All the flowers are popping out and the grass is green and growing fast.
Jesse and Margaret do a wonderful job of keeping the yard so pristine. Time will move slowly if you just relax in the hammock or sit in the new wicker swing that hangs from a pecan tree of this charming inn in North Carolina’s rural coastal plain.
The annual pilgrimage to Virginia Beach in search of the elusive heirloom white eggplants has been made. The Cook’s Garden is planted, so now we just pamper the seedlings and wait for the produce.
The sturdiest perennials like the peonies, tradescantia (spiderwort), ginger lilies, everlasting sunflowers, old garden phlox and the herbs are up and fighting for equal space in the garden.
Ginger lilies are just popping up, waiting to perfume the night air. And the red poppies of Georgia O’Keefe are blowing like the poppies of Flanders Fields.

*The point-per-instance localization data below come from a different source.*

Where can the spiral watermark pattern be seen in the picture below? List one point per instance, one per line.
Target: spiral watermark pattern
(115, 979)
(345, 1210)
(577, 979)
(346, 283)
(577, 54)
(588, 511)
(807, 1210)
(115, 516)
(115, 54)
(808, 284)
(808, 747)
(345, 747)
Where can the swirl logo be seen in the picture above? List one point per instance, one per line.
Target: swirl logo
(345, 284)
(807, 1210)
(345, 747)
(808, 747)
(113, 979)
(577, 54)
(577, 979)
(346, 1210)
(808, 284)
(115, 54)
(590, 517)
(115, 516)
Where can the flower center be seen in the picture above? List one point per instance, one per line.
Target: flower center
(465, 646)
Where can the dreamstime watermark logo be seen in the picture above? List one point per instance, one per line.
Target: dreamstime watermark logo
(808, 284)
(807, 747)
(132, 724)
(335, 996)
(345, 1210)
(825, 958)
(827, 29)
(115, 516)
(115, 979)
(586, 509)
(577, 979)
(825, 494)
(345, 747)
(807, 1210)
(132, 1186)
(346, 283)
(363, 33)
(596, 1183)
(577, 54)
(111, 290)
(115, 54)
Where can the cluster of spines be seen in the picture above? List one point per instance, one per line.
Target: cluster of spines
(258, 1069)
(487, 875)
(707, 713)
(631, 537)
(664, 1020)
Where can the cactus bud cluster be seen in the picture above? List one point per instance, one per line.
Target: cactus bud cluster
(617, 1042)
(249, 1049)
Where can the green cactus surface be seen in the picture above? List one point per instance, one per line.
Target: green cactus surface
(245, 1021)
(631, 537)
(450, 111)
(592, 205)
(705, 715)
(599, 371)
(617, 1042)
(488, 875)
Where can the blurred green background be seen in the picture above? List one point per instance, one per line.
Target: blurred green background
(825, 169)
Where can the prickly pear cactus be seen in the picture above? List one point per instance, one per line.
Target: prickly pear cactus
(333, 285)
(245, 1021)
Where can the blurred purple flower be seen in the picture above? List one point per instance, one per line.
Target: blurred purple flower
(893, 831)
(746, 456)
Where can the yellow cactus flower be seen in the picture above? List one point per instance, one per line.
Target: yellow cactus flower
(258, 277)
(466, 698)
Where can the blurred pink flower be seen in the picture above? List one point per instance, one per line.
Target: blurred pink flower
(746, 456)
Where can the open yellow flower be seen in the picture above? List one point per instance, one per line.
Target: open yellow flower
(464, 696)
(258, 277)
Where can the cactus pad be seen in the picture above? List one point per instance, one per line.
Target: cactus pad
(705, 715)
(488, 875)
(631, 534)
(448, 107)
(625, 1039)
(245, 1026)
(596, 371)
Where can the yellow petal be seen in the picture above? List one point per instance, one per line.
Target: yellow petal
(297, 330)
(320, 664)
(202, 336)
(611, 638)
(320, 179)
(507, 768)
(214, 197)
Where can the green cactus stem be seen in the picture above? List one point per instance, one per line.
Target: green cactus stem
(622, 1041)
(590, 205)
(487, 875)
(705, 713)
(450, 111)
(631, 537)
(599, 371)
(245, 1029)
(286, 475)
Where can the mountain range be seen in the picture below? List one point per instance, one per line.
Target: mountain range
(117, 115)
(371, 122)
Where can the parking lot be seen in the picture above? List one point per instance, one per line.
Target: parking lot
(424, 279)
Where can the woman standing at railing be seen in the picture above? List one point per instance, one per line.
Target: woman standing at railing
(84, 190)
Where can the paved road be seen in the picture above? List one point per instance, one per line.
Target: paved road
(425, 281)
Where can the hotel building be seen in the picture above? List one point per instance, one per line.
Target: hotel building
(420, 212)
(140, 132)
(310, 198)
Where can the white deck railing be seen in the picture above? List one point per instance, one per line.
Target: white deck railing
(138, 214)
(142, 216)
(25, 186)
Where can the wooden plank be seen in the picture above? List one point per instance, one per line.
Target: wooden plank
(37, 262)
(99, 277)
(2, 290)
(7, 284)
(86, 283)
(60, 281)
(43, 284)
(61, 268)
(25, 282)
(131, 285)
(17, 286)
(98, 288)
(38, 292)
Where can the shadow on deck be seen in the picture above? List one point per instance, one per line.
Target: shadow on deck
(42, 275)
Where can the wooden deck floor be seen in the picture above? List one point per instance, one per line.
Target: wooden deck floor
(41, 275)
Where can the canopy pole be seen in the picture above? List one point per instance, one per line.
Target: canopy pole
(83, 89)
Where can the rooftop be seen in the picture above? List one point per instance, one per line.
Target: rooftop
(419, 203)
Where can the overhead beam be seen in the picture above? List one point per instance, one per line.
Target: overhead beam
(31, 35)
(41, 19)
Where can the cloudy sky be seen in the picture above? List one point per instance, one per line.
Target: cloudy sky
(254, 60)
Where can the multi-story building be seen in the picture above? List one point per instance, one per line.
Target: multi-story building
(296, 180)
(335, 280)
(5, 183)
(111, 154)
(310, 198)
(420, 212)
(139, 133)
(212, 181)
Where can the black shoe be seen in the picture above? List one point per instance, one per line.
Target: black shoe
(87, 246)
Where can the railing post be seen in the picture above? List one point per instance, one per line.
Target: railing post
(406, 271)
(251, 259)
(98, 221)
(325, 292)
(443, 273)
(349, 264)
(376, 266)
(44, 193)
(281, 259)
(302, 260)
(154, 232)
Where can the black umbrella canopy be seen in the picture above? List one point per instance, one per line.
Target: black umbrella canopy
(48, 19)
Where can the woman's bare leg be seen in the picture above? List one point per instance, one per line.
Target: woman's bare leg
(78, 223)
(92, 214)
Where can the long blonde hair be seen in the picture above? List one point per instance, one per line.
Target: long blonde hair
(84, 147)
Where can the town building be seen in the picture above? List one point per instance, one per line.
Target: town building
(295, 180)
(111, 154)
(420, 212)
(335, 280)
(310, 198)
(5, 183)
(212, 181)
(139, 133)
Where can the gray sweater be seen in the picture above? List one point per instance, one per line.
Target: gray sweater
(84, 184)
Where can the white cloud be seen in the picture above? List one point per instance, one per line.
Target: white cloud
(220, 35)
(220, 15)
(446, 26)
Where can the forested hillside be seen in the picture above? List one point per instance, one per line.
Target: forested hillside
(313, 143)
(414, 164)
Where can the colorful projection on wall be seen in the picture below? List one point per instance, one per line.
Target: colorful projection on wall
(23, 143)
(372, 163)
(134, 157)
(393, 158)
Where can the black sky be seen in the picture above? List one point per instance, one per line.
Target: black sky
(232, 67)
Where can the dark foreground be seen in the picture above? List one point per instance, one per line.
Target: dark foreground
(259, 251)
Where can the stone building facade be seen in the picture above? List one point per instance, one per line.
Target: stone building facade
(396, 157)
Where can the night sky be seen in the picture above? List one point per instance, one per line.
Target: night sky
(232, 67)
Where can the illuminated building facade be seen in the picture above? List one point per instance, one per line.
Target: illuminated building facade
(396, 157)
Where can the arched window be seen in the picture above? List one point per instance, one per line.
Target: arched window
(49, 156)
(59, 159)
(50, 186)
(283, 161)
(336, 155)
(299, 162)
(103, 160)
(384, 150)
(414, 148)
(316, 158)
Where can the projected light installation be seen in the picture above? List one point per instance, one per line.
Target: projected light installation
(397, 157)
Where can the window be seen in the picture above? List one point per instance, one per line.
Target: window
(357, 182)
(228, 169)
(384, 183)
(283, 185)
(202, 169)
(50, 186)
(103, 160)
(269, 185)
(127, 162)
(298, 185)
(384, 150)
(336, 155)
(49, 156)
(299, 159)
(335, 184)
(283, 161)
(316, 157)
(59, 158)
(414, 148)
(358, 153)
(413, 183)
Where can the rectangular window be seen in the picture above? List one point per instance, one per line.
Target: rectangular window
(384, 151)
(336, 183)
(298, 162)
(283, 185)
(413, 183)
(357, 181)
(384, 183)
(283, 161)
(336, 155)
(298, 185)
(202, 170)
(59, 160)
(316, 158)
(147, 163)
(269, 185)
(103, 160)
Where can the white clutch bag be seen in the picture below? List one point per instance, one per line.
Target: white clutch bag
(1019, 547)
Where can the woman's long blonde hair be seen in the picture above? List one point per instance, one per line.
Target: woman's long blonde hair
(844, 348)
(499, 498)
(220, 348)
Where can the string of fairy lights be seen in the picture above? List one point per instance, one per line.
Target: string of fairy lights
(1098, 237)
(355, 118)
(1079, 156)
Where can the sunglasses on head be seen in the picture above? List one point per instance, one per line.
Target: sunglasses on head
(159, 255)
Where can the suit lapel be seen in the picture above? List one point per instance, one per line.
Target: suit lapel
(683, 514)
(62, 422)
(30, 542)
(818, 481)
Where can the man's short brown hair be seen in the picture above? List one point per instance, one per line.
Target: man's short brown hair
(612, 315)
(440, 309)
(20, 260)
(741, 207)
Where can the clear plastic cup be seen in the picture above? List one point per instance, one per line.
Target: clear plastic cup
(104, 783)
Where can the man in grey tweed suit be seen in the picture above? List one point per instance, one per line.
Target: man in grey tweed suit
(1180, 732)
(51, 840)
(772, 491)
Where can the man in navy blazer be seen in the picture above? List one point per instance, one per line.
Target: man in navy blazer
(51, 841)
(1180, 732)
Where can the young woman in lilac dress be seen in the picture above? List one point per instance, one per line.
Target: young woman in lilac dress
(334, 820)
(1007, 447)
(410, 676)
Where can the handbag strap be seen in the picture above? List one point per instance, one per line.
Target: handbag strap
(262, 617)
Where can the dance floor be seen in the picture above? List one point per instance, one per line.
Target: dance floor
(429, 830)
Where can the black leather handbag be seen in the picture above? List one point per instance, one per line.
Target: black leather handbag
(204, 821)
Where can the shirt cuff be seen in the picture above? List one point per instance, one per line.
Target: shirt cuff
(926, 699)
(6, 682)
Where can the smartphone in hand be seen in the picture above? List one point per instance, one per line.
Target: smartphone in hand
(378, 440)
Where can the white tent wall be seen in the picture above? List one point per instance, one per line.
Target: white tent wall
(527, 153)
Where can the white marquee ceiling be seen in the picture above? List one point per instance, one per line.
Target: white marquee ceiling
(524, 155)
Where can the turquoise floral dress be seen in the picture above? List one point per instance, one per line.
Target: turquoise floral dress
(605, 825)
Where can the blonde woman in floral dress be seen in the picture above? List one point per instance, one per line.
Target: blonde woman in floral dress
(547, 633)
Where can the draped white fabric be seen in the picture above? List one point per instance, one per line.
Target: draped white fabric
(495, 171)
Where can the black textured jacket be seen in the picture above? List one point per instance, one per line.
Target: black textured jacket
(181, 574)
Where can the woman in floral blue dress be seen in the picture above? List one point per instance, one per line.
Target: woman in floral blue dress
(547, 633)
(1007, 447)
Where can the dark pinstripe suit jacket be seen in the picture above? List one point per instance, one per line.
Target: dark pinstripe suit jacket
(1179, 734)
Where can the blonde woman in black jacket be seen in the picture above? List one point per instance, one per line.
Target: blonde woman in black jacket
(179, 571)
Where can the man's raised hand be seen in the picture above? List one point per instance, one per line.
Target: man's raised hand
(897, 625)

I miss my dad and my cousin Bobby G. in the spring. They both used the Old Farmer’s Almanac religiously. Even after my father died, I could call Bobby G. and ask him if it really was all right to plant potatoes on a certain day. And he would tell me. The planting is tied to the phases of the moon, and only on certain days do you plant root crops and different days for above ground crops.
So begins spring at
Big Mill… we just enjoy the outside, never forgetting to sip lemonade under the shade of the old pecan tree.